“草……”
“拔了!”
“水……”
“挑了!”
“没……”
“没人看见我!”
一旦开启熟悉的对话,冬至就忍不住暴躁,正要再给石头两句时,突然看到了她衣裳上的补丁。
“怎么回事?”他问。
石喧摸了摸衣裳:“破了,夫君给我补的。”
冬至白了她一眼:“我当然知道是祝雨山给你补的,我问的是你昨天去哪了,为什么会沾上五彩沧澜蛛的毒液。”
说完,指了指衣裳破洞旁边,一个紫色的小点。
小点跟芝麻差不多大,颜色非常浅,如果不是冬至指出来,石喧还真忽略了。
“原来那只蜘蛛叫五彩沧澜蛛。”石喧不在意道。
冬至一惊:“你真遇到五彩沧澜蛛了?”
石喧点点头:“昨晚遇到的。

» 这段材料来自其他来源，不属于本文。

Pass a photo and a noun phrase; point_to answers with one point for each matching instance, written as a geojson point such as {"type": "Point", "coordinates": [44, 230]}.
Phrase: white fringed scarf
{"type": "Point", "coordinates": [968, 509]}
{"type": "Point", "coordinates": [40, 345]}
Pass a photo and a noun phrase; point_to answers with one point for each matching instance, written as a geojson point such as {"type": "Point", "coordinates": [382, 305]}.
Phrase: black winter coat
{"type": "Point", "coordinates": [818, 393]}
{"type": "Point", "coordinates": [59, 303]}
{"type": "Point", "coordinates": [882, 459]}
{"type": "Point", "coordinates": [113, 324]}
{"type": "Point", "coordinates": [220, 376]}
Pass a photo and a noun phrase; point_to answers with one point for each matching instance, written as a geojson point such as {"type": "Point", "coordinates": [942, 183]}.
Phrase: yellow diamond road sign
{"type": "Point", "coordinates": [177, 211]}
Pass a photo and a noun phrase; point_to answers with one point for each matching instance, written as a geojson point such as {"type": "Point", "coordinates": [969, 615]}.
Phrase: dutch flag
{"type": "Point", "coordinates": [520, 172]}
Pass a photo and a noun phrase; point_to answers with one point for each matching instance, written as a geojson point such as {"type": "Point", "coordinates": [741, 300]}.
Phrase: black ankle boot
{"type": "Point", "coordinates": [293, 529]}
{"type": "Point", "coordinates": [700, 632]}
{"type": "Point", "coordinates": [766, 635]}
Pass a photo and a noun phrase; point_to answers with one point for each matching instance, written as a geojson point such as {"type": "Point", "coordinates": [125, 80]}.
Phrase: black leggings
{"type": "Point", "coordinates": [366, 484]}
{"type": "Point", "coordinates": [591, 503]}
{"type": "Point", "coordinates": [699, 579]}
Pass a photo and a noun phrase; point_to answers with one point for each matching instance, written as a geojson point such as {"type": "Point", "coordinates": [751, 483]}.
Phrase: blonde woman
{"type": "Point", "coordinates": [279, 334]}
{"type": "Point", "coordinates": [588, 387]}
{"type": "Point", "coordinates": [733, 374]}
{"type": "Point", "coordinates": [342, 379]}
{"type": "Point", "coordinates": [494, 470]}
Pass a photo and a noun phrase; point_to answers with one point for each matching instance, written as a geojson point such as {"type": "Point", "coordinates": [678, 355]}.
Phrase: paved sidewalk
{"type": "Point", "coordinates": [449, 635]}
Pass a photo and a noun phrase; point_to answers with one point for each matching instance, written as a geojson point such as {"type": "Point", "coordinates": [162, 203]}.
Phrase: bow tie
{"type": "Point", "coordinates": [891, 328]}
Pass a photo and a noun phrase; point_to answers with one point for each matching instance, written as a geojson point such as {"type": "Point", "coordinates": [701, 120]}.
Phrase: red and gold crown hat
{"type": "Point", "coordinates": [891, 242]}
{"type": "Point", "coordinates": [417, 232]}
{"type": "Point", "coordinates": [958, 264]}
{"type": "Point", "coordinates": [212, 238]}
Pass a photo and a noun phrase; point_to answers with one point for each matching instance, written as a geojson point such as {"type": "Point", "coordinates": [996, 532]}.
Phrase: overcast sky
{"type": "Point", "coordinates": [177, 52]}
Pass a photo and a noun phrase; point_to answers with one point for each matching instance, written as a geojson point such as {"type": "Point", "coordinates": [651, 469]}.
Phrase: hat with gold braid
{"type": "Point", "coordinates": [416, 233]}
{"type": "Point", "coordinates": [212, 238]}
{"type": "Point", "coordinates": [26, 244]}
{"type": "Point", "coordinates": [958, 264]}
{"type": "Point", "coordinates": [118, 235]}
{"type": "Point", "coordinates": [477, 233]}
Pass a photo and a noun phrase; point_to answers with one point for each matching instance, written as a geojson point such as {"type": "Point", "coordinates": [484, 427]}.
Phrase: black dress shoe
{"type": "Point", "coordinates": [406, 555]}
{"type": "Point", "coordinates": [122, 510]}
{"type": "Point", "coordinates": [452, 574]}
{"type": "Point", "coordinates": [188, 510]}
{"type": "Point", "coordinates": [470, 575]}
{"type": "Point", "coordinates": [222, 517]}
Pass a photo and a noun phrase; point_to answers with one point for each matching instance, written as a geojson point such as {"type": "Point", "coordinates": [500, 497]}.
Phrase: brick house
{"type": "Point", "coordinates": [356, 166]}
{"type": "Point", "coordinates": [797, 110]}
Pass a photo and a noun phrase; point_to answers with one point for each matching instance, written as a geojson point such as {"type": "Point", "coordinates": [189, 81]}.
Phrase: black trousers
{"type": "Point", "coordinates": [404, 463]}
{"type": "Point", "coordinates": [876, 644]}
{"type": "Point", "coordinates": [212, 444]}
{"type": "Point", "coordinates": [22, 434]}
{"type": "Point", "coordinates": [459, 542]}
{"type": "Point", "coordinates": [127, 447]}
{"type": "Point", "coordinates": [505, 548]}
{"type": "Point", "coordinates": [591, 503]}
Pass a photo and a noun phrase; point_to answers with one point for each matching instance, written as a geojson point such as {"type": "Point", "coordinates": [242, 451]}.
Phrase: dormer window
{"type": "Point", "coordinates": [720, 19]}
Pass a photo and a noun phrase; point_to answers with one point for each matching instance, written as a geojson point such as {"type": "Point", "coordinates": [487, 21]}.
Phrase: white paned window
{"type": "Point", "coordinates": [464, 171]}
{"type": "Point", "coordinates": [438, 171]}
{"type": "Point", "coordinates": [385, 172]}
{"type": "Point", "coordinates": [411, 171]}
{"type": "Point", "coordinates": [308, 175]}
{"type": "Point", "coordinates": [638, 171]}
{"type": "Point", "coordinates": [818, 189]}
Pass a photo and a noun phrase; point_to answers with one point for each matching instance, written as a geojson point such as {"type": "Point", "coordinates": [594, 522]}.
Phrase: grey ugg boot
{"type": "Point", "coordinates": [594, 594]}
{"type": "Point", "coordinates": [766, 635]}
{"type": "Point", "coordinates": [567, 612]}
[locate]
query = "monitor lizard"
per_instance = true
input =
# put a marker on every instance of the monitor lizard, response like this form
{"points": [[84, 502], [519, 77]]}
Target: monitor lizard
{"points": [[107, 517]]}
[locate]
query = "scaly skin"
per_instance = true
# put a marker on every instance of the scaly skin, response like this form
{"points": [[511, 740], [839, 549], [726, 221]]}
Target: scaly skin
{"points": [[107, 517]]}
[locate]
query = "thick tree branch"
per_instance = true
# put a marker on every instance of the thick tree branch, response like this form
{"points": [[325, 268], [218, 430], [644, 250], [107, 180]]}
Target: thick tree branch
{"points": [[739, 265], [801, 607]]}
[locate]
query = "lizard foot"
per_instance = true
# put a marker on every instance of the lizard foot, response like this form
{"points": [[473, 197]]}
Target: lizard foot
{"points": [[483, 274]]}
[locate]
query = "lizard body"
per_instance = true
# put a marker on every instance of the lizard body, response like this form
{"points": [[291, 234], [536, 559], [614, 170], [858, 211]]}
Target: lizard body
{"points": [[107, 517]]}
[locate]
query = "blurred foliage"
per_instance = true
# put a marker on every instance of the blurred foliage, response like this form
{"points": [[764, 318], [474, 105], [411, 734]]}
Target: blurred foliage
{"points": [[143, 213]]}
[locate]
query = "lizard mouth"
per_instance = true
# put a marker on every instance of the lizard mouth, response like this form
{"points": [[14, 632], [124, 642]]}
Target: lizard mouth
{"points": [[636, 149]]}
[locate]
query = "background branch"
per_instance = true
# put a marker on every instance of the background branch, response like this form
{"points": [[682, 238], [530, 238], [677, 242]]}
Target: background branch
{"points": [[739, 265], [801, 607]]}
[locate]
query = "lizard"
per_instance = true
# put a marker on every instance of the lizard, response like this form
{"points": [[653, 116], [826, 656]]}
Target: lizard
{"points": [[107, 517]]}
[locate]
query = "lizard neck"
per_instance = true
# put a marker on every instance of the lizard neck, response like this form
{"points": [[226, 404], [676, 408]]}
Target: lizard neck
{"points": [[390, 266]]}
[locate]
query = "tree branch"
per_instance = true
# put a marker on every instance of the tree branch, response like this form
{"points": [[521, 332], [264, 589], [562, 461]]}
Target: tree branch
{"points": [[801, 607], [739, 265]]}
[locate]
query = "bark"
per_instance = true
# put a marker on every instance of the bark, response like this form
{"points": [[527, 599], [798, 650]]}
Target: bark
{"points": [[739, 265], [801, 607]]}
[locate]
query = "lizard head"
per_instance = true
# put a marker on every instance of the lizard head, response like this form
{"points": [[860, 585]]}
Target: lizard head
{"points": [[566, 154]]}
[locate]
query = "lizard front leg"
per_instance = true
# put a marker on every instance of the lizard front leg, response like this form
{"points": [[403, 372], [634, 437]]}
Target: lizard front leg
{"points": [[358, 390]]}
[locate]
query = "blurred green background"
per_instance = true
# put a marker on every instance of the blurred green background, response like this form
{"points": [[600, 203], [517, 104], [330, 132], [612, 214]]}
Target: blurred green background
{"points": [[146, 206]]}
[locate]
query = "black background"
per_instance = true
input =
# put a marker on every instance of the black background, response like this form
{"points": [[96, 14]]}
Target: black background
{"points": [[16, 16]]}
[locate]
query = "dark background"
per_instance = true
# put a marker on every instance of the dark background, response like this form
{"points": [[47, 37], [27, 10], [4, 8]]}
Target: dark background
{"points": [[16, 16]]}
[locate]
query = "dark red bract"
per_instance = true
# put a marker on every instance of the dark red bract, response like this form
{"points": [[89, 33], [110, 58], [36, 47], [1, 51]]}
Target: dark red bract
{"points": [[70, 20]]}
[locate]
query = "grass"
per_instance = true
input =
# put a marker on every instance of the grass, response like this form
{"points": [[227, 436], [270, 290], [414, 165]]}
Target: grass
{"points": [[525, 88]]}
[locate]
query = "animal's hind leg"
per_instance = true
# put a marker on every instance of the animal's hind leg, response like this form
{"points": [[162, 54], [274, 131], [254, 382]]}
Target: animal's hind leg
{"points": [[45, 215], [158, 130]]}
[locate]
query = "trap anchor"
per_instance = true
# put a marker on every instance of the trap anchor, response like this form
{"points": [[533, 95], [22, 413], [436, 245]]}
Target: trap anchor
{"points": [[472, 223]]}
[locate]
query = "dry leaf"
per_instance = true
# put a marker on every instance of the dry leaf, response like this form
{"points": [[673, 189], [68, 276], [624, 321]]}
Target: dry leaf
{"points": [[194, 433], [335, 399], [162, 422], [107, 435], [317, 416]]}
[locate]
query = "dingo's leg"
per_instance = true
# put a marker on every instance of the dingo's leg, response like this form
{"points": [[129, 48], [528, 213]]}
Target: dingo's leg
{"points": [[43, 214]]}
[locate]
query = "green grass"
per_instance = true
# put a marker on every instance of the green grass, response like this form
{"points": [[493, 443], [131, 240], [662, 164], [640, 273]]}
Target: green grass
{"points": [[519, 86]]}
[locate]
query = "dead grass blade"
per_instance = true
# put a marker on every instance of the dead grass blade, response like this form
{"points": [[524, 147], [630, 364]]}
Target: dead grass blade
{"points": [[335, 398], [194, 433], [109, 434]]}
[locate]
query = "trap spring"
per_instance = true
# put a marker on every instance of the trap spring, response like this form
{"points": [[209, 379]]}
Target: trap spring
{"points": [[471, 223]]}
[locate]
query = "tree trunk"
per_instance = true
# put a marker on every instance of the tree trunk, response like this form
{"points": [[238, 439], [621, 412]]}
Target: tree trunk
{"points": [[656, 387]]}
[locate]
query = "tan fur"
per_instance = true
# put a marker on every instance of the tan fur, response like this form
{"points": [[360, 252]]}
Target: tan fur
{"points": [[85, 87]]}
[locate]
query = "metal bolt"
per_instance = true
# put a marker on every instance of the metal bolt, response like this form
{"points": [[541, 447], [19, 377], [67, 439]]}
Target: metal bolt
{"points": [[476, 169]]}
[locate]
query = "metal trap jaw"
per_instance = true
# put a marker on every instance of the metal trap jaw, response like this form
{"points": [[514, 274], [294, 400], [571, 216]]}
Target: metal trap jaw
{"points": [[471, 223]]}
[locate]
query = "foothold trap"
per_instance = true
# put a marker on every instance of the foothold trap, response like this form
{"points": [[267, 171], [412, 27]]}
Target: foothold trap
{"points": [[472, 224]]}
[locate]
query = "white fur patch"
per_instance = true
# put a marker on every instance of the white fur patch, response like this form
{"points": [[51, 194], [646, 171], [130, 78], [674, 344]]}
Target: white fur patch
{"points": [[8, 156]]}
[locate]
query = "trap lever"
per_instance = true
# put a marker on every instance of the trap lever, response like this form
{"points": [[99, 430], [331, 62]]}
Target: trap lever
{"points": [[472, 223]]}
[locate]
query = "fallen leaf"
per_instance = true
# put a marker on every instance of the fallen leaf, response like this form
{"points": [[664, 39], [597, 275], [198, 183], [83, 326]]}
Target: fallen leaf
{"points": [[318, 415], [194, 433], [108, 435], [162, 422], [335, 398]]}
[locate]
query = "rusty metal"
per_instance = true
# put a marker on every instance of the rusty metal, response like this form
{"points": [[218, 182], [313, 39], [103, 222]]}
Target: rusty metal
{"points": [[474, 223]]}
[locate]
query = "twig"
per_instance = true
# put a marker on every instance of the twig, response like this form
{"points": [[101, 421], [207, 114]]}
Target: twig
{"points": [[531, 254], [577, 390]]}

”
冬至从她的兜兜里掏出一把瓜子,扭头搬了俩马扎:“细说。”
石喧跟他面对面坐下,从和夫君走散说起,到夫君找到她结束。
整件事的离奇之处太多,冬至一时之间不知道该从何说起。
半晌,他心情复杂道:“我再确认一遍……你真的没有神力?”
石喧:“没有。”
“五彩沧澜蛛最厉害的就是情瘴之毒,沾一点都能沦为情谷欠的奴隶,你既然没有神力护体,又被喷了一脸情瘴,怎么会一点事都没有?”
“我一个石头,能有什么事?”石喧反问。
冬至:“……”
也是哦,她一个石头,就是泡在情瘴里,又能有什么事。
冬至被说服了,又觉得不太对:“情瘴对你无用,那蛛毒对你总有用吧?五彩沧澜蛛的毒可是能腐蚀万物的,你石头也是万物之一,为什么沾了蛛毒却没有受伤?”
石喧:“因为我是一颗坚硬的石头。”
天外混沌都拿她没办法,更何况这些诞生于混沌之气的生灵。
“真的很硬,很硬很硬。”石喧强调。
冬至再次无言以对,深吸一口气才开口:“五彩沧澜蛛是非常记仇的魔族,而且很难杀,你确定他死了吗?”